Doorheen de Amerikaanse geschiedenis heeft de economie een booms en busts meegemaakt. Als een kapitalistische samenleving gelooft het land graag dat iedereen de droom van rijkdom en geluk kan bereiken door werkethiek en vaardigheden. In veel gevallen breidt deze kapitalistische economie echter uit, piekt en stort uiteindelijk in. In de jaren 1920 genoten veel burgers van de buit van een piekeconomie. De gecombineerde effecten van de Eerste Wereldoorlog, evoluerend consumentisme en gemakkelijke kredietbevorderende aankopen en groeiden industrieën exponentieel. Maar deze toename van consumentisme, krediet en de Amerikaanse markt zou al snel leiden tot de grootste economische depressie ooit.

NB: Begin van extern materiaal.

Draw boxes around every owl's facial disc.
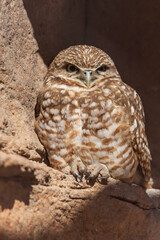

De grote depressie van de jaren dertig had veel symptomen. Banken faalden, de werkloosheid schoot omhoog en de aandelenmarkt daalde. Omdat krediet werd verdeeld en goederen werden gekocht, werd overproductie al snel de vijand van de economie. Werknemers werden ontslagen en toen ze hun inkomsten verloren, verloren ze ook hun koopkracht. Zo begon het sneeuwbaleffect: minder producten werden gekocht, meer arbeiders werden gesneden en schulden werden nooit terugbetaald. Al snel hadden banken geen liquide geldbron meer en faalden ze, waardoor veel van hun spaargeld werd beroofd.
Het resultaat had grote gevolgen voor burgers uit alle lagen van het leven, van boeren tot effectenmakelaars. Terwijl de regering de vele problemen probeerde te prioriteren en op te lossen, worstelden mensen in het hele land. Pas in 1932 begonnen de mensen Franklin Delano Roosevelt te zien dat mensen hoop begonnen te zien in een zeker sombere tijd. Met zijn New Deal- initiatieven trok FDR uiteindelijk de Verenigde Staten uit de depressie, een decennium lang streven.